HP: The Gideon De Laune and Monckton Copeman Lecture - Briony Hudson and Katrina Maydom
Held on Monday, 16 March 2026 at 6:30pm
Venue: Apothecaries' Hall, Black Friar's Lane, London EC4V 6EJ
Presenting Alligators, carboys and green crosses. Pharmacy symbols, past, present and future (Gideon De Laune Lecture)
To be given by Briony Hudson
What have snakes, unicorns and crocodiles got to do with pharmacies? Modern pharmaceutical signs have a long history drawing on Greek mythology, heraldry, founding fathers and medicinal plants. While alchemists used secret symbols to disguise their preparations, pharmacists used the tools of their trade – including medical ingredients, pestle and mortar, and carboys – to promote their profession. In this highly illustrated lecture, pharmacy history Briony Hudson will share the origins and stories of many of the visual markers still used today on drug packaging, in pharmacies and on medical buildings in London and beyond.
Briony Hudson studied History at Cambridge University, and Museums Studies at Leicester University. She has been Keeper of the Museum Collections at the Royal Pharmaceutical Society, Director of Museums at the Royal College of Surgeons, and a freelance medical curator. She became Director of Amersham Museum in 2022.
Her publications embrace liquorice, English delftware drug jars, popular historical medicines, the histories of schools of pharmacy, and a children’s guide to medical history.
She is a Past President of the Social History Curators Group, of the London Museums of Health and Medicine network, of the British Society for the History of Pharmacy, and of the Society’s Faculty of the History and Philosophy of Medicine and Pharmacy.
Presenting Medicine and Collecting in Early Modern London: James Petiver's (1665-1718) Apothecary Practice (Monckton Copeman Lecture)

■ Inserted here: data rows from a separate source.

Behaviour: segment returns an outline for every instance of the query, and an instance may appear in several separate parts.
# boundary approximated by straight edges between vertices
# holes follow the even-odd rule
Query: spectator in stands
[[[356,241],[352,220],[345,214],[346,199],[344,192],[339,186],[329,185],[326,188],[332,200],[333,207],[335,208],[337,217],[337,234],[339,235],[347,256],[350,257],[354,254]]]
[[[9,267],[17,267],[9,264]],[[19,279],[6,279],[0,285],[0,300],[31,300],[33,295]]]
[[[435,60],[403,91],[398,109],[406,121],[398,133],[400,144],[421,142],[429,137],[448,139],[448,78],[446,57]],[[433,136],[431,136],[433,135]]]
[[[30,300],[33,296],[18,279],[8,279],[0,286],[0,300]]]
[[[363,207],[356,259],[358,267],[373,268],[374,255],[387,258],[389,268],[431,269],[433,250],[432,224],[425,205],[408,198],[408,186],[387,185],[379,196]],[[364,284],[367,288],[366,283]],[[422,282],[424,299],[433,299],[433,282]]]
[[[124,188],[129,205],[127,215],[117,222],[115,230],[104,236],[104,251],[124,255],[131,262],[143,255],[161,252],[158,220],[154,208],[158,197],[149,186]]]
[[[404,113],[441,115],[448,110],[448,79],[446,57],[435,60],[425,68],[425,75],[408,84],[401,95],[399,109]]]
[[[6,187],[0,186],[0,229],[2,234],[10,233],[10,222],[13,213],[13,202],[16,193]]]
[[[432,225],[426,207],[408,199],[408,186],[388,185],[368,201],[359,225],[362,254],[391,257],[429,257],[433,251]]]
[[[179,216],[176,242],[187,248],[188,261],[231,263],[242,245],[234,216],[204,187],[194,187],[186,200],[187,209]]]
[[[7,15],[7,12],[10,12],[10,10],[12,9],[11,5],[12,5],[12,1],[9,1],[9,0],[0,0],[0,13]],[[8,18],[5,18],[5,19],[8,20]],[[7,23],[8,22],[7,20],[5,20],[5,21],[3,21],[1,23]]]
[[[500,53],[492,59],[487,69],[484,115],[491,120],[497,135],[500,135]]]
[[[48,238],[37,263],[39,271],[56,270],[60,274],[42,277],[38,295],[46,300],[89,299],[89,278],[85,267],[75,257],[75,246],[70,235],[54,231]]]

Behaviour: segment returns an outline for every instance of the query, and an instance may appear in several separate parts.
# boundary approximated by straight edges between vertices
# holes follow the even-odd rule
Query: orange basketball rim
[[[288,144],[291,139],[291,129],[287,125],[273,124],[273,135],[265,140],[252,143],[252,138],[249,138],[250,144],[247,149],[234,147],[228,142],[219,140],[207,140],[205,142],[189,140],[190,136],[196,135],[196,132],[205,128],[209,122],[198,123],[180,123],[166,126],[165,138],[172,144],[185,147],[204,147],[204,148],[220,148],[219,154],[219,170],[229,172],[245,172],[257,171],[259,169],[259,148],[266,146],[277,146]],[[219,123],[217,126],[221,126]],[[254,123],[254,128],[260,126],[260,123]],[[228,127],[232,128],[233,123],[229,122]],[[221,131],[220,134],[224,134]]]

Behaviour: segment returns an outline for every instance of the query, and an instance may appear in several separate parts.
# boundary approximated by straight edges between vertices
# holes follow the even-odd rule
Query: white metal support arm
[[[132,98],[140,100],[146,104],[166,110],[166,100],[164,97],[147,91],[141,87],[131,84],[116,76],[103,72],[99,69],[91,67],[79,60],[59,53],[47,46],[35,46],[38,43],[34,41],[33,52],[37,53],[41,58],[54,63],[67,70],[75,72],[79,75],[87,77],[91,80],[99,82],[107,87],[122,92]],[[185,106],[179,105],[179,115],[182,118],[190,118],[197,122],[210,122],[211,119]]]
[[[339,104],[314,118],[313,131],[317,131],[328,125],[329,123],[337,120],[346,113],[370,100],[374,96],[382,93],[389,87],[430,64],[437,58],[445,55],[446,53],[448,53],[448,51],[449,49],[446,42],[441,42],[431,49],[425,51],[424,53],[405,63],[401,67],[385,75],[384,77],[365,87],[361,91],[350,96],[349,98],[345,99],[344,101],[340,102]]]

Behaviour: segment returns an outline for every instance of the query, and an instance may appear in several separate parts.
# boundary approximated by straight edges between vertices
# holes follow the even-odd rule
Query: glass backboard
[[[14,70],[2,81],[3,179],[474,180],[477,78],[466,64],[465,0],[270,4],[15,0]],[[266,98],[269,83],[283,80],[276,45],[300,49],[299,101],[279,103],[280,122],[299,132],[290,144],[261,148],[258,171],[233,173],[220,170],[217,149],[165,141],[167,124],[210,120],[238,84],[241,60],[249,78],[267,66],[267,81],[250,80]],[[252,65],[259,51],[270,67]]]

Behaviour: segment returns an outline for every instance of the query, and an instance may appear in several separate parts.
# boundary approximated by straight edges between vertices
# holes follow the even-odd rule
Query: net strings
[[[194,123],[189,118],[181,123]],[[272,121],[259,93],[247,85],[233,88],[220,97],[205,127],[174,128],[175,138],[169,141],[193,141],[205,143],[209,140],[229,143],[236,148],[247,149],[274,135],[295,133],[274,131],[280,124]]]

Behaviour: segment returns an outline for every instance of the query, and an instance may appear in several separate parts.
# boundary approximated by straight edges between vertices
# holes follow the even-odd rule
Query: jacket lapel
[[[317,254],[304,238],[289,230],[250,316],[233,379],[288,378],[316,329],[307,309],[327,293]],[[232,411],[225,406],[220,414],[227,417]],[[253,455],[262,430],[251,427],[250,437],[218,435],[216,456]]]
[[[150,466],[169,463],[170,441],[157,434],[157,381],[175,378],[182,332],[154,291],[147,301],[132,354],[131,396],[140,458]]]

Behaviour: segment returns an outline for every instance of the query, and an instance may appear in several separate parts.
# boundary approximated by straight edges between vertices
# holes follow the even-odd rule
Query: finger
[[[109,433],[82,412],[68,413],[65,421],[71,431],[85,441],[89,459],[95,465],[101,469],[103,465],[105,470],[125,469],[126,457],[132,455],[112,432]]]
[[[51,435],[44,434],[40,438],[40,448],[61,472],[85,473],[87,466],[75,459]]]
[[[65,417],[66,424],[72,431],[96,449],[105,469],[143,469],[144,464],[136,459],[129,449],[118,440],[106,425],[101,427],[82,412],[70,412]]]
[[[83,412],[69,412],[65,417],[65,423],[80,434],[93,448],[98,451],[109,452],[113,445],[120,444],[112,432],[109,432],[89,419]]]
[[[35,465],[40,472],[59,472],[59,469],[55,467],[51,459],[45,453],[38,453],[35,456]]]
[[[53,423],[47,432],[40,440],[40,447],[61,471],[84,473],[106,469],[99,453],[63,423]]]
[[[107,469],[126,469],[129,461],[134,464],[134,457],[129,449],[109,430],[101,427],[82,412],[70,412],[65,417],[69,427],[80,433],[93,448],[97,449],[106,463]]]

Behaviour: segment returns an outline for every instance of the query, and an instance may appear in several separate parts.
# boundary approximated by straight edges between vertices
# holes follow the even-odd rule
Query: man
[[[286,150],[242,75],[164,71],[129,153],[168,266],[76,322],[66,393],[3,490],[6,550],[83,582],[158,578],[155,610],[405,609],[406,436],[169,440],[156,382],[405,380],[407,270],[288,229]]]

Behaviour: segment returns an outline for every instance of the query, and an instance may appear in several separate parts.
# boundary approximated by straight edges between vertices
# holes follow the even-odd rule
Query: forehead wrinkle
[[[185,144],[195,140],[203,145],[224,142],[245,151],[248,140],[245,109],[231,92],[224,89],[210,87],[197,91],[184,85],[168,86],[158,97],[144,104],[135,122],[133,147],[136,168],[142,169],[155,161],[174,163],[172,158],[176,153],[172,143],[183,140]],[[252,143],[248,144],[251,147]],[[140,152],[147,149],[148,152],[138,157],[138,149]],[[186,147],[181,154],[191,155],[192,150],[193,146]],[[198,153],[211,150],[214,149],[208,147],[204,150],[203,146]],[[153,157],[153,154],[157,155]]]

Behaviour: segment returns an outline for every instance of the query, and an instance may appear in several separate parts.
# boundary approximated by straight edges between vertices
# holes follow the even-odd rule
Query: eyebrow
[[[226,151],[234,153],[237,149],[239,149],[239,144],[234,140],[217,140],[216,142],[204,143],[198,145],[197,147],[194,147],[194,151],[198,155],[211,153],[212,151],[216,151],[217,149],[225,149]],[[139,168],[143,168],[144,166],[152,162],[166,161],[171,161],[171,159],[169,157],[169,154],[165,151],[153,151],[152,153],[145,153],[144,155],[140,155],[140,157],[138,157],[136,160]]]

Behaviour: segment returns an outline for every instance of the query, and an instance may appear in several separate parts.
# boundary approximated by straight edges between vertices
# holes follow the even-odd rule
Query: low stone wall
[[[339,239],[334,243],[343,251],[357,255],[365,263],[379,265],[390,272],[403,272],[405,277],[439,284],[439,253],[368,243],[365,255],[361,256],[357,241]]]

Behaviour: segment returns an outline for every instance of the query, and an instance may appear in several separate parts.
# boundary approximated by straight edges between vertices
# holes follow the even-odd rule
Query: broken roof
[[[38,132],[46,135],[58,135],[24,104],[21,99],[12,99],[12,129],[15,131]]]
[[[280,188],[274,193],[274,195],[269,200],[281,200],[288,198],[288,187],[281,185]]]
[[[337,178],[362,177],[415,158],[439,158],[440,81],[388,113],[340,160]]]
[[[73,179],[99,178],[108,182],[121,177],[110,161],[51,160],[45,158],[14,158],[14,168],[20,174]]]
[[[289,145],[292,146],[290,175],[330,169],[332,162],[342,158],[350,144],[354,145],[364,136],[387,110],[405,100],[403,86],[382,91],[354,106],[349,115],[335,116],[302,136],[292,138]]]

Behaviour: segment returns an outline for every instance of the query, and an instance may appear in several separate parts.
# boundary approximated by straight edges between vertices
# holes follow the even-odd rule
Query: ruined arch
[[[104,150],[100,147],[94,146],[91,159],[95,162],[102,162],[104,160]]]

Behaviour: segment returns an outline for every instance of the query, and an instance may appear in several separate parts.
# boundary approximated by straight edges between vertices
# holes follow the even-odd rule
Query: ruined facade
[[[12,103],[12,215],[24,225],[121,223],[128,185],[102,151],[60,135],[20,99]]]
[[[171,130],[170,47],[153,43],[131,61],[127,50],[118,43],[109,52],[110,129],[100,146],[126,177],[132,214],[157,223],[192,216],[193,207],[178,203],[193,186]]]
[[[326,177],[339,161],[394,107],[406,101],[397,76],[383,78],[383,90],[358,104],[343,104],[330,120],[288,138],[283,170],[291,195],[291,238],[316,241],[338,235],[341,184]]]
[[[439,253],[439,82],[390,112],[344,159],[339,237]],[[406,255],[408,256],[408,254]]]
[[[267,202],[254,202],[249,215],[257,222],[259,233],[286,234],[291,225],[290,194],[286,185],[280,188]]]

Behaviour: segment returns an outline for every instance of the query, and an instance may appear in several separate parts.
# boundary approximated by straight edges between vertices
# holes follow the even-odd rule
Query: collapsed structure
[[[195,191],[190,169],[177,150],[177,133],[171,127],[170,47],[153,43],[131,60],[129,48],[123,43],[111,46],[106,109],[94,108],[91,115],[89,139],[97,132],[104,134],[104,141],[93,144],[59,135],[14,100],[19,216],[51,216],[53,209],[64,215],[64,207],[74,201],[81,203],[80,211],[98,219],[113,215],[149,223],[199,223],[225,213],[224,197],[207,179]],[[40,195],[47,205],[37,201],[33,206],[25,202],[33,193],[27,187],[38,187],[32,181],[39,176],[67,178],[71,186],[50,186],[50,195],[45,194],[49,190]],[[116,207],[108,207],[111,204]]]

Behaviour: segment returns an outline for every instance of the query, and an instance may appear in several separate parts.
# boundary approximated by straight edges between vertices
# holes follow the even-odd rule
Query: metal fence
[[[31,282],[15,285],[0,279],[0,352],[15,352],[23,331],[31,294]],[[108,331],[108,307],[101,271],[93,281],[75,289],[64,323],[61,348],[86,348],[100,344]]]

To be given by Dr Katrina Maydom
James Petiver (1665–1718) was an apothecary, Fellow of the Royal Society, and inveterate collector of naturalia. He procured botanical information and specimens from around the world through his global network of merchants, physicians, and ships’ captains. Petiver included many of these exotic plants, such as Virginia snakeroot and sassafras, into medical preparations for his patients. In this lecture, I will explore how Petiver became a medical authority on new and rare materia medica, and how he incorporated this knowledge into treatments for his patients, from pensioners at the Charterhouse in London to colonists in North America.
Dr Katrina Maydom completed her PhD in History and Philosophy of Science at the University of Cambridge. Her published work has explored early modern apothecary practice and the search for new medicines in England’s early empire. She received the Kenneth Emsley Prize for History from St Edmund's College and the Burnby Memorial Prize from the British Society for the History of Pharmacy.